Robert Haas <robertmhaas@gmail.com> writes:
> On Wed, May 5, 2021 at 3:46 PM Tom Lane <tgl@sss.pgh.pa.us> wrote:
>> Admittedly, it seems unlikely that the difference could exceed
>> MAX_PARALLEL_WORKER_LIMIT = 1024 in a regression test run where
>> the limit on number of parallel workers is only 8. What I think is
>> more likely, given that these counters are unsigned, is that the
>> difference was actually negative. Which could be a bug, or it could
>> be an expectable race condition, or it could just be some flakiness
>> on lorikeet's part (that machine has had a lot of issues lately).

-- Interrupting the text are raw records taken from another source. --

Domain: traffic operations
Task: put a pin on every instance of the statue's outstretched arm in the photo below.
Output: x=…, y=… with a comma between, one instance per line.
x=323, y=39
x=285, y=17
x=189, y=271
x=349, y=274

> I think that assertion was added by me, and I think the thought
> process was that the value shouldn't go negative and that if it does
> it's probably a bug which we might want to fix. But since the values
> are unsigned I could hardly check for < 0, so I did it this way
> instead.
> But since there's no memory barrier between the two loads, I guess
> there's no guarantee that they have the expected relationship, even if
> there is a memory barrier on the store side. I wonder if it's worth
> trying to tighten that up so that the assertion is more meaningful, or
> just give up and rip it out. I'm afraid that if we do have (or
> develop) bugs in this area, someone will discover that the effective
> max_parallel_workers value on their system slowly drifts up or down
> from the configured value, and we'll have no clue where things are
> going wrong. The assertion was intended to give us a chance of
> noticing that sort of problem in the buildfarm or on a developer's
> machine before the code gets out into the real world.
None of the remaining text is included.